The UFW had little money in the bank at the time, so its leaders had to be creative if the union was to bring Schenley to its knees — which it did after seven months of a boycott/strike.
For example, a lawyer friendly to the union’s cause talked to bartenders in San Francisco and convinced them not to pour Schenley’s brands. Supporters signed cards pledging not to buy Schenley products. Gonzales talked to hundreds of ministers about dignity, wages and doing the right thing. Most of all, the union figured out how to make its boycott look much bigger than it really was.

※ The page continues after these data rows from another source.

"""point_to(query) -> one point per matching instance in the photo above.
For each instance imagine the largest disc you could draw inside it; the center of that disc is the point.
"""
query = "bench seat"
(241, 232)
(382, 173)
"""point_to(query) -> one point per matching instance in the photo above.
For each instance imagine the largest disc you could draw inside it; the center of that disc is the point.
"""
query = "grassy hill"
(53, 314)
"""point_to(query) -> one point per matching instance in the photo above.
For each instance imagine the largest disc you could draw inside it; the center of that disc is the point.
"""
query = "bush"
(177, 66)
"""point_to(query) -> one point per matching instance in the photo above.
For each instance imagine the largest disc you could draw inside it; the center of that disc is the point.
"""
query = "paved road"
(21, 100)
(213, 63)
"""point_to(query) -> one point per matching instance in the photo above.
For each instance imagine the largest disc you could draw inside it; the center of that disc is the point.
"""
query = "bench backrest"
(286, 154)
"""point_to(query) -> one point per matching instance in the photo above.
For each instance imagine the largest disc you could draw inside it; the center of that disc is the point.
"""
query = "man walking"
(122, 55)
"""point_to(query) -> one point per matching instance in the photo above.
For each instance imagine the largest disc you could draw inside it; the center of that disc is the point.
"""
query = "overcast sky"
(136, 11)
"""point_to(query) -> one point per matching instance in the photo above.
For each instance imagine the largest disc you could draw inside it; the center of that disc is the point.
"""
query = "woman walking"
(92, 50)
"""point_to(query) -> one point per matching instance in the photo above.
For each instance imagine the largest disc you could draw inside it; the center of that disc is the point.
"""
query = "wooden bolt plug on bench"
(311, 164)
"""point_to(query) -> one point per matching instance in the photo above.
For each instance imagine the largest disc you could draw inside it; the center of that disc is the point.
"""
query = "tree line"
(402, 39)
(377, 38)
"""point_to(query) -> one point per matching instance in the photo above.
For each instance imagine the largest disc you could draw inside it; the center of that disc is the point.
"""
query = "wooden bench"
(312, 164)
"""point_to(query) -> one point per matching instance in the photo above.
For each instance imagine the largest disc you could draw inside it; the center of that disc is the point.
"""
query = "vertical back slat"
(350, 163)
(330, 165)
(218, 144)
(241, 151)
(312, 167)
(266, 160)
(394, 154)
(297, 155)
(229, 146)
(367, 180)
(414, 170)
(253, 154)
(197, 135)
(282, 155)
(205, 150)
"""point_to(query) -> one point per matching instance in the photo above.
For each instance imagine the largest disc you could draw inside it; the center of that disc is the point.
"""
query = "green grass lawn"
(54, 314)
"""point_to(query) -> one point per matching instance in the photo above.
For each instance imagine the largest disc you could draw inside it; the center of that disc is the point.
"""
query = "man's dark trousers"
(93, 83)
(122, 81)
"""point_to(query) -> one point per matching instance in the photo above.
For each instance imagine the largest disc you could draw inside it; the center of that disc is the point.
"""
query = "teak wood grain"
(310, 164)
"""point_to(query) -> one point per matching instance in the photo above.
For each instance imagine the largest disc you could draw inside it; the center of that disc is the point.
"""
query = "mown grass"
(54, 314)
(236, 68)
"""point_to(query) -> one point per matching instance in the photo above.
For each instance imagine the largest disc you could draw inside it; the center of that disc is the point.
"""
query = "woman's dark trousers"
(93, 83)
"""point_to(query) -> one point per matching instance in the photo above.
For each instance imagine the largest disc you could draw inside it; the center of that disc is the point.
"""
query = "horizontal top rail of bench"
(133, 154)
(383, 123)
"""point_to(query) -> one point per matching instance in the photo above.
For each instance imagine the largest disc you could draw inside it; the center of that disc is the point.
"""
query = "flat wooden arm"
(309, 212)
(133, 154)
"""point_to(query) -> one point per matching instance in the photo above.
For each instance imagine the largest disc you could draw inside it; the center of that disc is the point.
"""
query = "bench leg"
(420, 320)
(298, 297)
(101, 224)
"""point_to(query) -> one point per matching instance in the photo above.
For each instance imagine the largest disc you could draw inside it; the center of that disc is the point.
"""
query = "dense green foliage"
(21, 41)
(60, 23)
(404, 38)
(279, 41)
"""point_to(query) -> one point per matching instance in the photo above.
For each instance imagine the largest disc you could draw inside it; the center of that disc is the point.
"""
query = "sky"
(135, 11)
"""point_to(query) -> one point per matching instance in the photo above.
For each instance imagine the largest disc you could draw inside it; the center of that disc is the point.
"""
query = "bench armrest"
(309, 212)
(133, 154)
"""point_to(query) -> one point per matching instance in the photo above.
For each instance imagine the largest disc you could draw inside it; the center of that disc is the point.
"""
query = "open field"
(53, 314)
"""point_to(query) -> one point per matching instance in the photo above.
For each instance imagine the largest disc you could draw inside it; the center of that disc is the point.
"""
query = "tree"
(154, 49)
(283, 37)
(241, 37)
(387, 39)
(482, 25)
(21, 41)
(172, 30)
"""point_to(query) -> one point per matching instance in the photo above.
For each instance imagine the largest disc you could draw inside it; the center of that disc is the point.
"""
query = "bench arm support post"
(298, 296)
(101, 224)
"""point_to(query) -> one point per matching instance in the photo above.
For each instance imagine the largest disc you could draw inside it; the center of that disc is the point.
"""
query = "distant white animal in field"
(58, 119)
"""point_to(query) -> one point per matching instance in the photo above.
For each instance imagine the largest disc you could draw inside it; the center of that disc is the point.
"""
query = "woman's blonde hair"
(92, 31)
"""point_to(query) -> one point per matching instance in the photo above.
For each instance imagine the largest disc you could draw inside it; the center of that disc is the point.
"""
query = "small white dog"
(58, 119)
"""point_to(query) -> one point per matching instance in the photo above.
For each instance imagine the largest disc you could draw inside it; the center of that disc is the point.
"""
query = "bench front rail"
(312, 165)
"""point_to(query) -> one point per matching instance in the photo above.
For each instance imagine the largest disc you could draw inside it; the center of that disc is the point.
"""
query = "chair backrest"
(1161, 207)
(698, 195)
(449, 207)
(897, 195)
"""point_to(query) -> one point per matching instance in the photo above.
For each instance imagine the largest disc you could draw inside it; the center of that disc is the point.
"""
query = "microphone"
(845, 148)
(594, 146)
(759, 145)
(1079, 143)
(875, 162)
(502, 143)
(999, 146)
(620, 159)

“They put five guys in a car and sent them east,” says Gonzales Jr. “One by one, they got out in Omaha, Chicago and so on. My dad was at the end of the line. He got out in Boston and went around telling people about the grape boycott and that he was going to reenact the Boston Tea Party by dumping grapes in the harbor. He did it and got arrested, and it attracted a lot of publicity, which was the goal.
“When he got to court, the judge laughed and dropped the case.”
Less than a week after Schenley agreed to recognize the then-National Farm Workers Association, Christian Brothers Wines recognized the union, too.
“They accomplished this with practically no money,” Gonzales Jr. says. “It wasn’t a $2 million media campaign. It was Cesar Chavez and people who had the will to effectuate change. And five guys in a car.”
The Greatest Gift of All
You should know that financing Las Palmas de Sal Gonzales, Sr. was no easy feat, either. The complex is the fifth affordable housing complex developed in Fresno by the Cesar Chavez Foundation.
The Las Palmas de Sal Gonzales Sr. affordable housing community is expected to be ready for residents in September 2019. (Rendering courtesy of the Cesar Chavez Foundation.)
Cap-and-trade funding, assistance from the city of Fresno, federal and state tax credits, and tax-exempt bond proceeds are involved in the effort, foundation officials say.
But just as the senior Gonzales did all his life, the Chavez Foundation found a way to get it done.
Sal Jr. talked about his dad’s painful last months when the complications that often accompany diabetes ravaged his body.
“He sat me down,” Sal Jr. says, “and said, ‘I’m sorry I’m not leaving you any wealth.’
“I told him that people know me as Sal’s son and there’s an inherent trust that I’m going to do what’s right. And you can’t buy that.”